Lettera ai medici con misure importanti per minimizzare gli esiti gravi della agranulocitosi, che può portare anche a infezioni fatali
Alert dell'Agenzia italiana del farmaco sull'antidolorifico e antipiretico metamizolo e il rischio di agranulocitosi, una condizione patologica che comporta una diminuzione improvvisa e severa dei globuli bianchi (granulociti) e può portare a infezioni gravi, anche fatali. La comunicazione dell'Aifa è ai medici che in questo modo possono informare e sensibilizzare i pazienti che assumono metamizolo e intercettare precocemente i sintomi di agranulocitosi, che in questo periodo possono confondersi con quelli dell'influenza e passare inosservati.
Metamizolo e rischio agranulocitosi, quali sono i sintomi
Secondo la nota informativa pubblica sul sito dell'Aifa, concordata con le autorità regolatorie europee, "i pazienti trattati con medicinali contenenti metamizolo devono essere informati riguardo ai sintomi precoci suggestivi di agranulocitosi, tra cui febbre, brividi, mal di gola e piaghe dolorose delle mucose, in particolare nella bocca, nel naso e nella gola o nelle regioni genitali o anali; alla necessità di mantenere alta l'attenzione su questi sintomi, poiché possono manifestarsi in qualsiasi momento durante il trattamento, anche poco dopo l'interruzione del trattamento; alla necessità di interrompere il trattamento e rivolgersi immediatamente al medico se sviluppano questi sintomi.
Se il metamizolo viene assunto per la febbre, alcuni sintomi di una agranulocitosi emergente possono passare inosservati", avverte la nota. "Inoltre, i sintomi possono essere mascherati nei pazienti in trattamento con una terapia antibiotica. Se si sospetta agranulocitosi, deve essere eseguito immediatamente un emocromo completo (inclusa la formula leucocitaria) e il trattamento deve essere interrotto in attesa dei risultati.
Le indicazioni in caso si agranulocitosi
Se l'agranulocitosi viene confermata, il trattamento non deve essere reintrodotto". E ancora, "il monitoraggio di routine dell'emocromo nei pazienti trattati con medicinali contenenti metamizolo non è raccomandato.
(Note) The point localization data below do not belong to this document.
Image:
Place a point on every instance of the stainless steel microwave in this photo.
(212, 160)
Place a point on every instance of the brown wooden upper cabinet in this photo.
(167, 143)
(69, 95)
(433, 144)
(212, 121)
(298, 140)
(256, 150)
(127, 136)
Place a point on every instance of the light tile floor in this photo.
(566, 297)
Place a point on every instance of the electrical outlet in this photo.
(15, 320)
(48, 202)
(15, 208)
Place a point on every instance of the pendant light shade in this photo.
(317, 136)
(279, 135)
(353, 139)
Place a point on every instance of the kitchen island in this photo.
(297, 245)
Il metamizolo è controindicato nei pazienti con un'anamnesi di agranulocitosi indotta da metamizolo (o da altri pirazoloni o pirazolidine), con compromissione della funzionalità del midollo osseo o con malattie del sistema emopoietico".
A luglio l'Agenzia europea del farmaco (Ema) ha avviato una revisione dei medicinali a base di metamizolo. Intanto - come raccomandato dal Comitato sicurezza dell'ente regolatorio Ue - l'Aifa anche con questa nota rafforza le misure per ridurre al minimo le conseguenze gravi di questo effetto collaterale dell'antidolorifico.